We combine them into a proper datetime field and set it as the index.
# Parse date correctly (day comes first in this dataset)
df['date'] = pd.to_datetime(df['Date'], dayfirst=True)
# Create datetime column by adding hours
df['datetime'] = df['date'] + pd.to_timedelta(df['Hour'], unit='h')
# Set as index
df = df.set_index('datetime').sort_index()
# Clean column names for convenience
df.columns = df.columns.str.strip().str.lower().str.replace(" ", "_")
Now we can easily extract month, day, hour from the datetime index.
🔹 Step 3: Add useful time columns
df['month'] = df.index.month
df['hour'] = df.index.hour
🔹 Step 4: Average bike demand by hour
hourly_mean = df.groupby('hour')['rented_bike_count'].mean()
plt.figure(figsize=(8,4))
hourly_mean.plot(kind='bar', color="teal")
plt.title("Average Bike Demand by Hour of Day")
plt.xlabel("Hour of Day (0–23)")
plt.ylabel("Average Rented Bike Count")
plt.show()
📈 Insight: You’ll usually see morning and evening peaks, reflecting office commute patterns.
🔹 Step 5: Average bike demand by month
monthly_mean = df.groupby('month')['rented_bike_count'].mean()
# Replace numbers with month abbreviations
monthly_mean.index = monthly_mean.index.map(lambda x: calendar.month_abbr[x])
plt.figure(figsize=(8,4))
monthly_mean.plot(kind='bar', color="coral")

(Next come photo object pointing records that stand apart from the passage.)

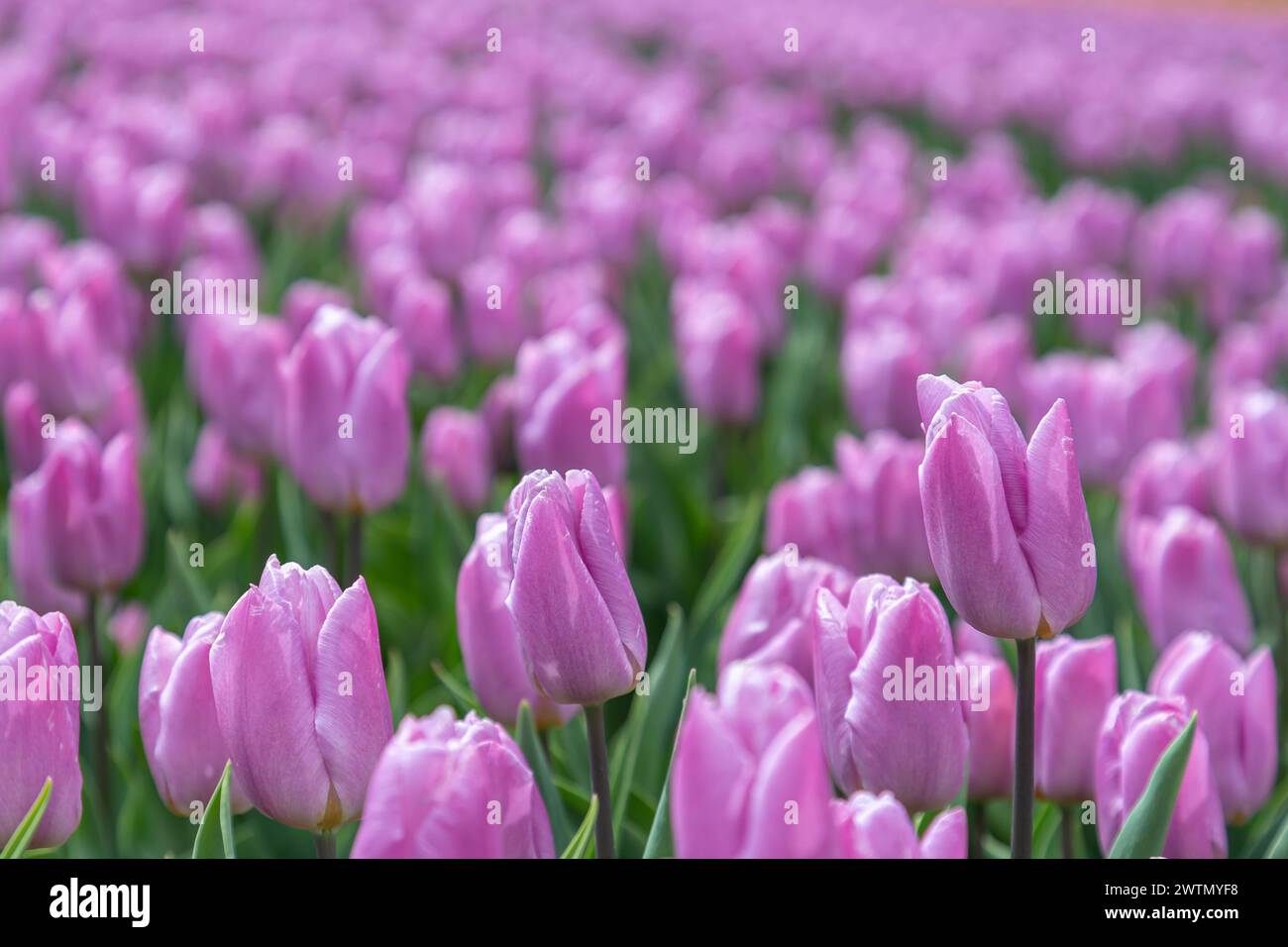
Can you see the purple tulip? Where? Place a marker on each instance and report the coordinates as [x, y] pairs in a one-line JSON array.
[[218, 472], [748, 779], [81, 517], [235, 369], [176, 716], [1137, 729], [489, 642], [1074, 682], [990, 727], [885, 497], [877, 826], [347, 421], [812, 512], [1006, 522], [452, 789], [1185, 579], [1249, 475], [42, 736], [879, 665], [456, 450], [769, 621], [579, 622], [1235, 701], [562, 389], [300, 694]]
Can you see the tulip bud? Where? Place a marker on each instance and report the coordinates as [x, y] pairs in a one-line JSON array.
[[748, 779], [489, 643], [579, 622], [889, 692], [452, 789], [1074, 682], [347, 421], [769, 620], [1185, 579], [456, 450], [300, 694], [1136, 731], [877, 826], [1235, 701], [1006, 522], [42, 737], [82, 513], [562, 386], [176, 716]]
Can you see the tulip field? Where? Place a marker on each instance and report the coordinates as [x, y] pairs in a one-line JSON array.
[[825, 429]]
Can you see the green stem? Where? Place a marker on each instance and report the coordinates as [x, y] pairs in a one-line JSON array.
[[1021, 799], [599, 780]]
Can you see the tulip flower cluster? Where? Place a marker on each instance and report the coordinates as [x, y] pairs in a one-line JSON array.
[[945, 472]]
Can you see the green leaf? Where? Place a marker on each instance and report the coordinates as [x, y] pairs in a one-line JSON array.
[[1145, 830], [660, 843], [526, 736], [580, 844], [215, 832], [26, 828]]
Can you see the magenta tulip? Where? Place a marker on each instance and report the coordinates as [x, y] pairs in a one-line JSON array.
[[180, 733], [1136, 731], [452, 789], [300, 694], [347, 421], [1235, 701], [879, 665], [877, 826], [42, 731], [748, 779]]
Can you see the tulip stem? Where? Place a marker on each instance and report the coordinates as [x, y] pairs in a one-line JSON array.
[[599, 780], [353, 549], [102, 733], [1021, 799]]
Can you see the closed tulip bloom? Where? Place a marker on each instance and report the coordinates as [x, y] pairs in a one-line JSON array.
[[812, 512], [769, 621], [1136, 731], [455, 450], [990, 725], [235, 369], [748, 779], [1235, 701], [579, 622], [1185, 579], [42, 737], [1074, 682], [489, 643], [885, 500], [82, 515], [877, 826], [565, 393], [347, 424], [1006, 522], [218, 474], [452, 789], [883, 728], [176, 716], [1249, 475], [300, 694]]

plt.title("Average Bike Demand by Month")
plt.xlabel("Month")
plt.ylabel("Average Rented Bike Count")
plt.show()
📈 Insight: Bike demand usually peaks in spring and autumn (comfortable weather), while winter months show a dip due to cold and snow.
🔹 Step 6: Combine month + hour (heatmap)
Sometimes, looking at just months or just hours is not enough. A heatmap lets us see both dimensions together.
pivot = df.pivot_table(
index='hour',
columns='month',
values='rented_bike_count',
aggfunc='mean'
)
plt.figure(figsize=(10,6))
sns.heatmap(pivot, cmap="YlOrRd", annot=False)
plt.title("Heatmap of Bike Demand (Hour vs Month)")
plt.xlabel("Month")
plt.ylabel("Hour of Day")
plt.show()
📊 Insight: You’ll notice that commuting peaks (around 8 AM and 6 PM) are strong in spring and autumn, but almost disappear in snowy winter months.
🚴 Key Takeaways
- Hour-of-day patterns clearly show commuter peaks.
- Month-wise analysis highlights seasonality (high demand in spring/autumn, low in winter).
- Heatmaps give a combined view, showing how hourly demand varies across months.
Such insights are crucial for:
- Bike redistribution planning
- Maintenance scheduling
- Promotions/discounts during off-season
- Forecasting demand for city planning
👉 This type of EDA is the foundation before you build predictive models (like Random Forests or time-series forecasting models).